Rich earned a science degree in mathematics and philosophy in 1971 and worked a while for Statistics Canada. A growing interest in environmental and planning issues led him to Islands Trust, where he first recognized the power of law to impact things he cared about. In law school, he came to see the way law affects society on a broader scale, and paired that consciousness with a longstanding interest in social justice. “I became aware through taking Michael Jackson’s course on Aboriginal law,” he says, “of all the legal issues around First Nations.” A conversation with the partners at Ratcliff & Company led to his articles placement, and to his career.

Ratcliff & Company has been working since the 1960s to help numerous First Nations regain their lands, re-establish their rights and become active economic players in resource development and business. The firm represented First Nations in negotiations leading up to the Constitution Act of 1982, and acted on First Nations’ behalf as interveners in landmark Supreme Court of Canada cases including Sparrow, Gladstone, Delgamuukw and Haida Nation. Rich’s extensive community work forms just part of a longer list of local organizations to which Ratcliff lawyers contribute their time. And of course, the groundbreaking cases continue.

For the past 11 months, Rich’s focus has been a trial on Aboriginal fishing rights for the Lax Kw’alaams First Nation. He spoke to UBC Law Alumni Magazine just days after making his final arguments. Although there have been many Section 35 cases relating to fishing rights over the years, this case represents the first civil action; the Lax Kw’alaams Tsimshian claimed broad rights, and took the government to court to try to prove them.
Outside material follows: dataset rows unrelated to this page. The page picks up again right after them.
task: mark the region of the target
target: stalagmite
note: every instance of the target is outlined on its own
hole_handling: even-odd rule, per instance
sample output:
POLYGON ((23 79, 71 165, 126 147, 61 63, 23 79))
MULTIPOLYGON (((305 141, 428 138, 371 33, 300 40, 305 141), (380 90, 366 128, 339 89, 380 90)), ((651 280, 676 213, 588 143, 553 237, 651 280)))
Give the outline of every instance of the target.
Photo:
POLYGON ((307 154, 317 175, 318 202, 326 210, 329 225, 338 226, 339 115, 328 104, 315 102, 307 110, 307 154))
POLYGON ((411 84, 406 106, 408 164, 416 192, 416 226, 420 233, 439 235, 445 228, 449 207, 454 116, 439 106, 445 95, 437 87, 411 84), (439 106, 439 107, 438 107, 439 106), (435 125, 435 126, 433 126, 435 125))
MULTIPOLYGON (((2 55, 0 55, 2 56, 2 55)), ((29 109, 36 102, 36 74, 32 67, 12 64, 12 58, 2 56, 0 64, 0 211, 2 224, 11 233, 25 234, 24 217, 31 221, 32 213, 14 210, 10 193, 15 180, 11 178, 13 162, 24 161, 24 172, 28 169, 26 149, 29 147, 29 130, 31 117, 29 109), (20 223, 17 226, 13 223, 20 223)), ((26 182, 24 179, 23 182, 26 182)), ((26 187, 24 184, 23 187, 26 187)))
At press time, the judge’s decision was still pending.

Rich is also working on a similar case for a number of Vancouver Island-based First Nations from Barclay Sound to the Brooks Peninsula, who are joining together in a civil action against the government claiming Aboriginal rights and Aboriginal title to fishing areas. Again, new ground: this is the first case putting fisheries at issue in title.

Rich manages Ratcliff’s legal team on the case, which has been several years in preparation. Their job is to prove what kind of society existed among the First Nations before contact and what activities were integral to that society. The challenge is to find community members who are prepared to testify to their oral history.  Given Canada’s Residential Schools history and the Potlatch Ban, the chain of oral history is broken in places, so Rich’s team must also rely on scholars for their evidence. They are also responsible for knowing the history from the earlyexplorers through the development of the colony of BC and the confederation of Canada. The case is scheduled to commence before Madame Justice Garson on February 4 of 2008.

Rich comments on the curious necessity of reaching so far into the past to argue these cases. “There are very few areas of the law where you have to look at things that happened a long time ago,” he says. “Most areas of the law cut off any inquiry by statutes of limitation and common law rules. [With these cases] you have to go back 200 years. It’s extremely difficult, and also extremely interesting.”

As Rich casts a glance toward retirement, he reflects on the role the law has played since 1982 in settling these ancient disputes: “The government of British Columbia for 100 years just denied Aboriginal rights and title, and their approach was that presumably it would all go away. That’s no longer the case. The law is established that Aboriginal people have rights. We don’t know just the extent of their rights. We don’t know just the extent of what Aboriginal title means. But there’s certainly enough there that … the provincial government has now recognized that they’re better off to be inclusive with Aboriginal people rather than dismissive of them.”

He goes on, “From the Aboriginal people’s perspective, they haven’t won every case and don’t win every case so they have an incentive as well to try to come to terms with governments and the broader society on the use of their traditional land and resources. Effectively, the law has played a mediating role by assuring that both sides in this constitutional discussion have reason to continue to talk and try and work things out.”